Что-то этот ответ смутно напомнил Листровому. Он даже головой затряс – но не вытряс ничего, кроме дополнительного раздражения. Слишком глубоко утонуло то, что он тщился вспомнить, под ссохшейся слоенкой обыденных, деловитых, суетливых мыслей и впечатлений. Из институтского курса, нет? Какой-то знаменитый судебный прецедент… Вроде вот так же вот кто-то кого-то допрашивает, а тот тоже – либо молчит в тряпочку, либо: как ты сам сказал, так и есть… Нет, не вспомнить. Черт с ним.

– Откуда вы ей звонили, в таком случае?

Молчание.

– Не могли бы вы рассказать, что произошло вчера вечером на квартире, где вы были задержаны?

Подозреваемый молчал и смотрел щелками глаз Листровому прямо в глаза. Листровой попытался выдержать взгляд, но не смог.

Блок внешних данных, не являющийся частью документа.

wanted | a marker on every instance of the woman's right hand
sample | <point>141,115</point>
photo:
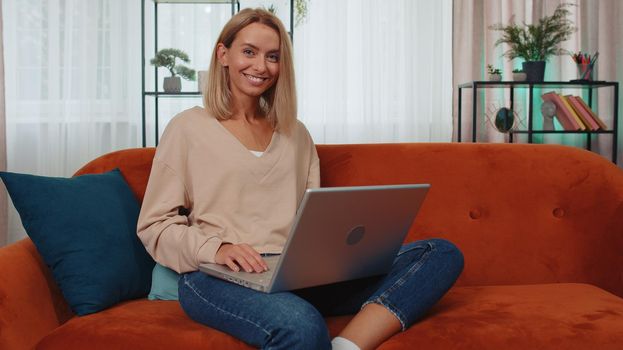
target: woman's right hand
<point>240,255</point>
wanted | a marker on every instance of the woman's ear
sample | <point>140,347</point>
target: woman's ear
<point>221,54</point>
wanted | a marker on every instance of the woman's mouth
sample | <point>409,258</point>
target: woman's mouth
<point>255,80</point>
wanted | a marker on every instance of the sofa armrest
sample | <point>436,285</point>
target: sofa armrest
<point>31,305</point>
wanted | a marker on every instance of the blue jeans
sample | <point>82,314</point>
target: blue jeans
<point>422,273</point>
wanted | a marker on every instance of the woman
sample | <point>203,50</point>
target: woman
<point>224,188</point>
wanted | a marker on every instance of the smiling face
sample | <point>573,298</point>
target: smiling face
<point>252,60</point>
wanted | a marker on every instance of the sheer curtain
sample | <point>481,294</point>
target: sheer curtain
<point>3,194</point>
<point>599,29</point>
<point>375,71</point>
<point>72,84</point>
<point>367,71</point>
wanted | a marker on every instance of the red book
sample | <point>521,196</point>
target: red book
<point>601,123</point>
<point>582,113</point>
<point>564,117</point>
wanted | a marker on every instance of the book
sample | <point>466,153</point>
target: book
<point>601,123</point>
<point>572,113</point>
<point>586,117</point>
<point>561,112</point>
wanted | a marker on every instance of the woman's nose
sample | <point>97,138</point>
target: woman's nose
<point>259,64</point>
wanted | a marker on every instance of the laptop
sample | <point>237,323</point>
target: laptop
<point>338,234</point>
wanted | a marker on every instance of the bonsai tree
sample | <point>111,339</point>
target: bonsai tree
<point>492,70</point>
<point>167,58</point>
<point>536,42</point>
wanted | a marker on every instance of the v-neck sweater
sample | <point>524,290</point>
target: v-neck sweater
<point>205,189</point>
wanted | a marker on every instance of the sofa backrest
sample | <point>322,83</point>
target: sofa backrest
<point>520,213</point>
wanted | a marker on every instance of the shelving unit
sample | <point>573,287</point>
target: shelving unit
<point>590,86</point>
<point>155,94</point>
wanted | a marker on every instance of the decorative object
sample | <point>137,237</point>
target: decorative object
<point>202,78</point>
<point>167,58</point>
<point>85,230</point>
<point>536,42</point>
<point>548,110</point>
<point>504,119</point>
<point>300,7</point>
<point>585,63</point>
<point>519,75</point>
<point>494,73</point>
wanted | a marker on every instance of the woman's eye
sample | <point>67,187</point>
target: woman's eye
<point>273,58</point>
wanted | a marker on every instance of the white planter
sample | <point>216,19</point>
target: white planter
<point>202,79</point>
<point>172,84</point>
<point>521,76</point>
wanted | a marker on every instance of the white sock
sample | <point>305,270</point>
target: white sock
<point>339,343</point>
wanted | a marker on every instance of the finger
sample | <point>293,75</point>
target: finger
<point>232,265</point>
<point>255,259</point>
<point>244,263</point>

– Так, – сказал он, старательно суровея голосом. – Когда вы в последний раз видели Валерия Вербицкого?

Симагин молчал.

Листровой вскинул глаза и тут же опустил, снова напоровшись на взгляд Симагина.

– Послушайте, – сдерживаясь, заговорил Листровой. – Я не уверен в вашей виновности, несмотря на очевидность многих улик. Но только вы можете прояснить ситуацию и мне помочь. В каких отношениях вы были с потерпевшей?

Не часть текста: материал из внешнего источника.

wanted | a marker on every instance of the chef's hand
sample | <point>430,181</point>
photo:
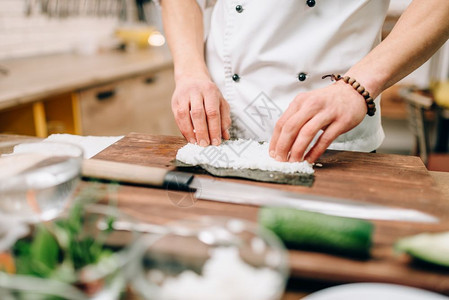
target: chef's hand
<point>335,109</point>
<point>201,112</point>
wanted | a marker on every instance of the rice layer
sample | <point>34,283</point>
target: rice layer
<point>239,154</point>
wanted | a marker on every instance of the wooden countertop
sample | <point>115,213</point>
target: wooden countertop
<point>34,78</point>
<point>314,271</point>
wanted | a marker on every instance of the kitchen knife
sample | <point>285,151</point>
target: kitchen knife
<point>231,192</point>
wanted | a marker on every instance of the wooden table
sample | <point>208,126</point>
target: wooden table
<point>377,178</point>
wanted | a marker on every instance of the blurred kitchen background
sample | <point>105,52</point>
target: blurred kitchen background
<point>101,67</point>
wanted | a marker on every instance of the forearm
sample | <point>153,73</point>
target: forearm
<point>183,25</point>
<point>420,32</point>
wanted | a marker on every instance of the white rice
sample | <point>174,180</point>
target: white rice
<point>239,154</point>
<point>225,276</point>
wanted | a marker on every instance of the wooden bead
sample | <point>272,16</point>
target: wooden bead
<point>370,105</point>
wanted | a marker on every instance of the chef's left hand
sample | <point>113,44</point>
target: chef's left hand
<point>335,109</point>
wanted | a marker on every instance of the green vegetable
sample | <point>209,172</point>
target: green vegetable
<point>317,231</point>
<point>428,247</point>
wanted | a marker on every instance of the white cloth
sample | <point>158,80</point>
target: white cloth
<point>270,42</point>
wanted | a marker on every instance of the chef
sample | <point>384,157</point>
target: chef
<point>305,75</point>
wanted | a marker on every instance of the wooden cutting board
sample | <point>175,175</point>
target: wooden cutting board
<point>387,179</point>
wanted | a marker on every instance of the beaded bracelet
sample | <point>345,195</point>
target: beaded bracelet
<point>360,89</point>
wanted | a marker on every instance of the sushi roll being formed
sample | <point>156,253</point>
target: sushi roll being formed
<point>237,155</point>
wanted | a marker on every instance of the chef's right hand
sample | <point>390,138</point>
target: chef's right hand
<point>201,112</point>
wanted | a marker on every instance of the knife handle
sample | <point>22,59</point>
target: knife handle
<point>135,174</point>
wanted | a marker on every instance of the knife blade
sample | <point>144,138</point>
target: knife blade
<point>243,193</point>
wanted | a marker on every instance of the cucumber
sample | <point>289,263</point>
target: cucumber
<point>429,247</point>
<point>317,231</point>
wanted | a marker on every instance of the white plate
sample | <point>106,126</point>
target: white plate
<point>374,291</point>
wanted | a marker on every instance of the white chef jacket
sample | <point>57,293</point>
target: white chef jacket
<point>262,53</point>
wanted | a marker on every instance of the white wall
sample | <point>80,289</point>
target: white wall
<point>436,68</point>
<point>38,34</point>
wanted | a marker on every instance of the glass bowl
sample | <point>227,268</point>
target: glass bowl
<point>211,258</point>
<point>79,255</point>
<point>38,179</point>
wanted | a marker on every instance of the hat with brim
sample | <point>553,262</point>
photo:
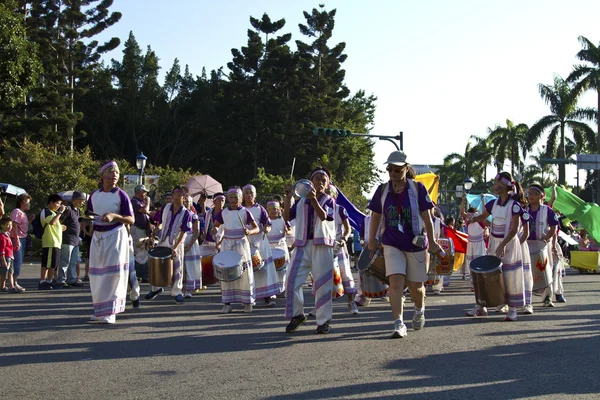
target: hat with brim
<point>397,158</point>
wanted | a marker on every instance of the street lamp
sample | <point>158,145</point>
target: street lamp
<point>140,163</point>
<point>468,184</point>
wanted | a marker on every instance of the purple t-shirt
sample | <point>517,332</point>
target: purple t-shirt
<point>328,207</point>
<point>396,209</point>
<point>552,219</point>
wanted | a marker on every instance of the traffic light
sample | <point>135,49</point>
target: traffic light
<point>332,132</point>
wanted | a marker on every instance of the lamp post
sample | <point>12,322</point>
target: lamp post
<point>468,184</point>
<point>140,163</point>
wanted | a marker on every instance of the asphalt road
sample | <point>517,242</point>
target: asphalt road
<point>169,351</point>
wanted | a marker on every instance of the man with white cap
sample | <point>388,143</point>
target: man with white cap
<point>400,208</point>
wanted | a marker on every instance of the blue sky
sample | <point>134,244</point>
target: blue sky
<point>442,70</point>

Симагин молчал. Листровой снова начал закипать всерьез.

– Откуда у вас этот бандитский нож? Кто его дал вам?

Молчание

– В котором часу, – вот уж неожиданно выскочил классический оборот, навеянный на Листрового женщиной Асей, – вы пришли к вашей ученице?

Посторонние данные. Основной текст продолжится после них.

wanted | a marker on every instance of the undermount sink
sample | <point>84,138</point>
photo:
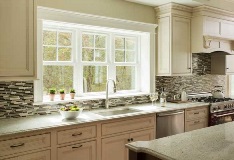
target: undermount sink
<point>117,112</point>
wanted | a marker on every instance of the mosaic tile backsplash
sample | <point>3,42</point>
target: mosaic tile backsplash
<point>16,100</point>
<point>200,81</point>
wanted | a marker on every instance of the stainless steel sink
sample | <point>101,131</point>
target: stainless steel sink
<point>117,112</point>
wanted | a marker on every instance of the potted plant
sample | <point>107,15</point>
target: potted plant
<point>62,94</point>
<point>72,93</point>
<point>52,93</point>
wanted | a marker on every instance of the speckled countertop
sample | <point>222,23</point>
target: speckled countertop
<point>211,143</point>
<point>39,122</point>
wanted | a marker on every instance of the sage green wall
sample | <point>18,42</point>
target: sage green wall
<point>110,8</point>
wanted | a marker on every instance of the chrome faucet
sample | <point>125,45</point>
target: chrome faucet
<point>107,92</point>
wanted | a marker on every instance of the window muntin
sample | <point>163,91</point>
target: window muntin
<point>58,68</point>
<point>86,54</point>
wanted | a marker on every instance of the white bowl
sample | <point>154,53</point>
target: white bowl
<point>71,114</point>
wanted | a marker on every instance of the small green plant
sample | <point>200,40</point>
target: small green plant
<point>52,91</point>
<point>72,91</point>
<point>61,91</point>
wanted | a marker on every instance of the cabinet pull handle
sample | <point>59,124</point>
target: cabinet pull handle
<point>196,122</point>
<point>75,147</point>
<point>17,145</point>
<point>76,134</point>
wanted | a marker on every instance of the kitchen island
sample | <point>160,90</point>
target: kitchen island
<point>212,143</point>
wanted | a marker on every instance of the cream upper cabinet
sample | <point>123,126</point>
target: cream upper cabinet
<point>17,45</point>
<point>212,26</point>
<point>174,51</point>
<point>211,34</point>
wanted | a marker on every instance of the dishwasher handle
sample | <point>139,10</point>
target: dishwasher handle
<point>170,113</point>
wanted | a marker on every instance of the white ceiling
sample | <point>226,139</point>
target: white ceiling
<point>154,3</point>
<point>223,4</point>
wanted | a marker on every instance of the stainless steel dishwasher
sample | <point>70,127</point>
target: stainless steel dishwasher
<point>169,123</point>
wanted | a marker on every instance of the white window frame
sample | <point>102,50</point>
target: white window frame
<point>146,32</point>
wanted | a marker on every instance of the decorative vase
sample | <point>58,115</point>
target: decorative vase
<point>52,97</point>
<point>62,96</point>
<point>72,95</point>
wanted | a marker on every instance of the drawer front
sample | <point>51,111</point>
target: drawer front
<point>196,124</point>
<point>24,144</point>
<point>81,151</point>
<point>127,125</point>
<point>76,134</point>
<point>196,113</point>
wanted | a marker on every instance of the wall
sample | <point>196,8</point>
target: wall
<point>110,8</point>
<point>200,81</point>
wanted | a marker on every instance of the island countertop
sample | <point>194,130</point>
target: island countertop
<point>212,143</point>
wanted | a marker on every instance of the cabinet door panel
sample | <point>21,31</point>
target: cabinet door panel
<point>196,124</point>
<point>16,40</point>
<point>44,155</point>
<point>163,58</point>
<point>113,148</point>
<point>227,29</point>
<point>82,151</point>
<point>230,64</point>
<point>181,53</point>
<point>212,26</point>
<point>143,135</point>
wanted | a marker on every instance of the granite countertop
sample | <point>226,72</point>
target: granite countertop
<point>40,122</point>
<point>211,143</point>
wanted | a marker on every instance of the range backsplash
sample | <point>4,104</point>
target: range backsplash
<point>16,100</point>
<point>200,81</point>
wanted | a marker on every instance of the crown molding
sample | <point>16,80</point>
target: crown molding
<point>174,9</point>
<point>213,12</point>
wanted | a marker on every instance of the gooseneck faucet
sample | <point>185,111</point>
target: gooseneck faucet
<point>107,92</point>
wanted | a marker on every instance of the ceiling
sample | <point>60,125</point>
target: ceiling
<point>222,4</point>
<point>155,3</point>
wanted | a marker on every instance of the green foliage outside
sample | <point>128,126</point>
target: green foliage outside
<point>57,48</point>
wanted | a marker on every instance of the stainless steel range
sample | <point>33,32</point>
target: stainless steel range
<point>221,109</point>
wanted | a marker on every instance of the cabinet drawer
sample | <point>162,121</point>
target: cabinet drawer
<point>196,113</point>
<point>13,146</point>
<point>196,124</point>
<point>127,125</point>
<point>76,134</point>
<point>81,151</point>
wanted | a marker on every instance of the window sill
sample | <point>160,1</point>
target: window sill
<point>96,97</point>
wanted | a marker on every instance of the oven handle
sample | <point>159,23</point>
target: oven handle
<point>223,115</point>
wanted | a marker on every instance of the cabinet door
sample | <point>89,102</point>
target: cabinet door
<point>229,64</point>
<point>164,50</point>
<point>143,135</point>
<point>17,39</point>
<point>227,29</point>
<point>181,53</point>
<point>196,124</point>
<point>212,26</point>
<point>44,155</point>
<point>113,148</point>
<point>81,151</point>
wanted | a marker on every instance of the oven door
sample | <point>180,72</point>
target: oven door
<point>221,117</point>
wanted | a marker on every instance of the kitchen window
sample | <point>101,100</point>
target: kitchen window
<point>84,59</point>
<point>82,51</point>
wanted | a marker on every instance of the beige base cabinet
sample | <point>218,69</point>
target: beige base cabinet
<point>196,118</point>
<point>17,45</point>
<point>174,54</point>
<point>79,151</point>
<point>114,147</point>
<point>44,155</point>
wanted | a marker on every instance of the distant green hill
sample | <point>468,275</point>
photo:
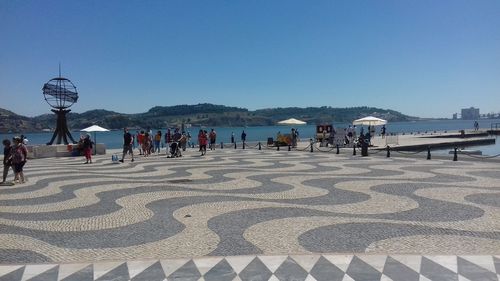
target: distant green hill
<point>200,114</point>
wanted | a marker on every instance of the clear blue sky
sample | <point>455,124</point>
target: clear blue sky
<point>424,58</point>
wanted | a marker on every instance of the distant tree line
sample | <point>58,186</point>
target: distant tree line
<point>200,114</point>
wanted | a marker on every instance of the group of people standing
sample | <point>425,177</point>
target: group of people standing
<point>205,138</point>
<point>15,155</point>
<point>149,143</point>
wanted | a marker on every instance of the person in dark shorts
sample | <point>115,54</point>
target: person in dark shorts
<point>7,159</point>
<point>127,145</point>
<point>19,157</point>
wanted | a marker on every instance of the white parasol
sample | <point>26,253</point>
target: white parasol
<point>369,121</point>
<point>95,128</point>
<point>292,121</point>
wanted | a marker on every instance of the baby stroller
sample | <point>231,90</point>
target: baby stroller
<point>175,150</point>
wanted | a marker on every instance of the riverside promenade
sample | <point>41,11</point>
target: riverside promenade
<point>252,214</point>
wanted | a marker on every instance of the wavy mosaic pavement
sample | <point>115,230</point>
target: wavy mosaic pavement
<point>249,202</point>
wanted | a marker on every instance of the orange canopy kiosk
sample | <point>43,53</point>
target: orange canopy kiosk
<point>323,131</point>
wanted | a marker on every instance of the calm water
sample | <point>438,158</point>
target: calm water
<point>114,139</point>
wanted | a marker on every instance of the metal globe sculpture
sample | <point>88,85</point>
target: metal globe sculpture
<point>60,94</point>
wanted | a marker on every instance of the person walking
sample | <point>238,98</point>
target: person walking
<point>157,142</point>
<point>87,149</point>
<point>127,145</point>
<point>7,159</point>
<point>212,136</point>
<point>202,141</point>
<point>19,157</point>
<point>140,141</point>
<point>243,137</point>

Симагин молчал. Увесистая капля крови скатилась наконец с его губы, прочертила подбородок и повисла, не в силах оторваться. Стала подсыхать. Симагин даже не пытался ее стереть.

– Она сама? – попытавшись разыграть лицом и голосом мужское понимание, спросил Листровой. – Она спровоцировала вас сама?

Симагин молчал и смотрел не мигая. В его глазах отражалось бьющее в окно предвечернее солнце.

По-настоящему Листровому закипеть так и не удалось. Вместо ярости он ощутил вдруг безмерную, растворяющую все мышцы и кости усталость.

– Хорошо, – сказал он. – Есть ли у вас жалобы?

– Нет, – внятно ответил Симагин.

Это только и смог зафиксировать Листровой в протоколе. На вопросы подозреваемый отвечать отказался, жалоб не имеет.

– Прочтите и распишитесь, – угрюмо сказал он, придвигая жалкий листок к Симагину.

Оставшись один, Листровой угрюмо подпер голову ладонями и с минуту сидел, уже не пытаясь ничего выдумать. Он просто не знал, что выдумывать. И не знал, что делать.

Вернее, знал. Но он знал также, что делать этого – нельзя. Никак нельзя. Немыслимо. Невозможно.

Затрезвонил телефон. Листровой сорвал трубку.

– Листровой! – рявкнул он. Из трубки забубнили, и буквально через полминуты лицо Листрового вытянулось, а потом – сморщилось, словно он разжевал лимон.

Подполковник Бероев запер сейф и уже шагнул было к двери, направляясь в буфет пообедать – хотя какой там обед, перекусить просто, – как вдруг дверь открылась сама, и в проем засунулась улыбающаяся физиономия коллеги из кабинета напротив. Фамилия коллеги была Васнецов, и стоило только Бероеву ее услышать или даже просто мысленно произнести, как сразу мерещились ему сказочно-сладкие, из иных времен и иной жизни, репродукции в "Родной речи", лежащей на не по росту второклашки высокой и большой парте. Иван Царевич на Сером Волке, три богатыря, витязь на распутье, Снегурочки и Аленушки всевозможные… Но наш Васнецов был покруче того. Снегурочки и Аленушки к нему сами ходили – живьем, стадами – и аккуратно, обстоятельно рапортовали устно и письменно, что, как, когда и с какими интонациями произносили интимно ими обслуживаемые в гостиницах интуристы, с кем они, сердешные, встречались, что ели, что пили и чуть ли не какой был у них стул.

– Денис, Денис! – с улыбкой сказал майор Васнецов. – Тебе сюрприз!

– Что такое? – остановился Бероев. По совести сказать, он терпеть не мог васнецовской бесцеремонности. Хоть бы постучался, художник хренов!

– Помнишь такую фамилию – Симагин? Андрей Андреевич?

– Андрей Симагин? Помню… Неудавшийся гений из вайсбродовской лаборатории.